If you're driving through Matakana towards Leigh, the cemetery sits at the top of a steep gravel path on the left-hand side of the road.
It's surrounded by trees and if you don't know it's there you can quite easily drive past none the wiser.
It's a private cemetery and many of the 450 graves lie with cracked, weather-beaten headstones, shrouded in weeds and with illegible writing that provides little testimony to those who lay there.
In the heat of late summer, with hundreds of loud cicadas buzzing in the trees, I spoke to Adrienne Miller. She is part of the community here in Matakana and every month she comes up to the cemetery to clean and tidy the graves.
“Eliza Morgan is the very first one I did and the reason was it's right here by where the water and the little shelter is," she says.
"You can see she passed away in 1888 and her beautiful marble headstone now is pristine white. Originally when I came here it was black and you could hardly read the letters. Now you can read every single letter and you can read the history about her.
“First of all, I clean any kind of neglected broken glass or plastic off, and then I brush them all to get any debris, weeds, leaves and then I clean them just with a light brushing, then I spray them with a New Zealand product called Bio Shield which does not harm the stone, made a huge difference to the big marble headstones here.”
It's not just that - for each one she cleans Adrienne looks up the ancestry of the person and writes about her findings.
“I started up a Facebook page, because I realized that these stories needed to be told, and I write a story. After I've finished, when I think I've got the essence of a person, I then write a small vignette about their life and how they passed away or how they ended up at the Matakana Cemetery. I started right from the very first burial and I research it by hopefully talking to descendants, reading local historical accounts and of course, Googling.”
Adrienne says she can get emotional about some of the graves.
“I discovered that there were two young children who were rested here in the 1860s who had no marker. The grave markers were probably made of wood and they would have disintegrated over the years, so recently I decided that I was going to put a marker there, so I put a temporary marker there and then two young local children made two succulent gardens.
"So now we have Clara and Brinley Richards. Clara was four and her brother Brinley was two and they lie here with a marker now and they probably haven't had a marker for 100 years.”

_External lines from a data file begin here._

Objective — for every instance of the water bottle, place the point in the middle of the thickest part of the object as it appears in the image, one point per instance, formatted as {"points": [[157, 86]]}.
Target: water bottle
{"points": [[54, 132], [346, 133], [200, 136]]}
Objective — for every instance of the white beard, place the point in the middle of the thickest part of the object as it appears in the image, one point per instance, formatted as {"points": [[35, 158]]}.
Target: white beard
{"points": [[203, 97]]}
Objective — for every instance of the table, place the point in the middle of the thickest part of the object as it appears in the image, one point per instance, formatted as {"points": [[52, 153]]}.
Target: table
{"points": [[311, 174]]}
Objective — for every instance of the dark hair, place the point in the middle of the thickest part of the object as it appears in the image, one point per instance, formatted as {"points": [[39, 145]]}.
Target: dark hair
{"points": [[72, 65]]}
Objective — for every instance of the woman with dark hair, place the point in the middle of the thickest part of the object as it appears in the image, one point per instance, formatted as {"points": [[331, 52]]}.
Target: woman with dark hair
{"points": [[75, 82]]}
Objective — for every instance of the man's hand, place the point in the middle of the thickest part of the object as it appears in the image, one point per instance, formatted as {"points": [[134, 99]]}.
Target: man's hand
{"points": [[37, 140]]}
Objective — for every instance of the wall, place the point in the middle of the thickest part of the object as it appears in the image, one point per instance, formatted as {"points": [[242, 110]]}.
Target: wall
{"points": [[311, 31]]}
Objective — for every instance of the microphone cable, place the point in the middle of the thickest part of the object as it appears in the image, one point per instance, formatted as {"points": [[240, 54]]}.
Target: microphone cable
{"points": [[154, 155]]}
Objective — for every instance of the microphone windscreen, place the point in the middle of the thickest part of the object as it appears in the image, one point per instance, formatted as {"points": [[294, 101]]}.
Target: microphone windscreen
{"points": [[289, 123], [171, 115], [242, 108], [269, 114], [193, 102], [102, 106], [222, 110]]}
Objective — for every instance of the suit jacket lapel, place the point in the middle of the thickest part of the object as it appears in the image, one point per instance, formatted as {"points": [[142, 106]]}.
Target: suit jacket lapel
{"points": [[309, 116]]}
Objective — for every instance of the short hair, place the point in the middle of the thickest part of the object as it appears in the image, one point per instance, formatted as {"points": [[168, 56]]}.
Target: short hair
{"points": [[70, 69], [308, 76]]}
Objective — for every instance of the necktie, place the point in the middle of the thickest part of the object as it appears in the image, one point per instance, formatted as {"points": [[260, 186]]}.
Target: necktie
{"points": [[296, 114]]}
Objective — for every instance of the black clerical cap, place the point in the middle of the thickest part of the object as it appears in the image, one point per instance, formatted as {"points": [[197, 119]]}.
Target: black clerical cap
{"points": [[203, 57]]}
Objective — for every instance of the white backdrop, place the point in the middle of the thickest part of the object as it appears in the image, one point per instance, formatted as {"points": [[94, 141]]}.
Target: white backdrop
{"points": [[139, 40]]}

The land the cemetery sits on was donated in 1868 by the Matthews family and since then it has been in the care of a trust, but without funding or interest very little has been done to improve or sustain the graves.
Adrienne says she started researching the war veterans in the Cemetery to try to stir interest in the village after their War Memorial was vandalized for the 10th time.
“I thought 'I can't take this any longer'.” She says, “this has to stop”.
Talking to the village resident Adrienne realised nobody knew what the War memorial was, which galvanized her to change things.
“My plan was to make it is so obvious that it's a War Memorial so that people would go 'oh, we're not going to vandalize this', and it's worked!”
Each War veteran interred in the cemetery has a small, flat stone placed on their grave on which, the children of the local school have hand-painted an ANZAC poppy. They have made about 200, one for each veteran in the cemetery with their name remembered on the village memorial.
Adrienne says there is now an ANZAC day memorial in the village and the local school children this year will create a ribbon memory wall.
She hopes to get round all 400-plus graves and has reached out to others in New Zealand to share tips and advice.
“Everyone in the cemetery and on that war memorial has a story worth telling,” she says, "and it gets forgotten".
"Matakana has changed so much over the past 20 years and it's almost as if the past is trying to be eliminated, they're trying to get rid of the old and it's sad.
“With the telling of these stories, I can touch people and remind them where they are and all those stories I'm going to tell.”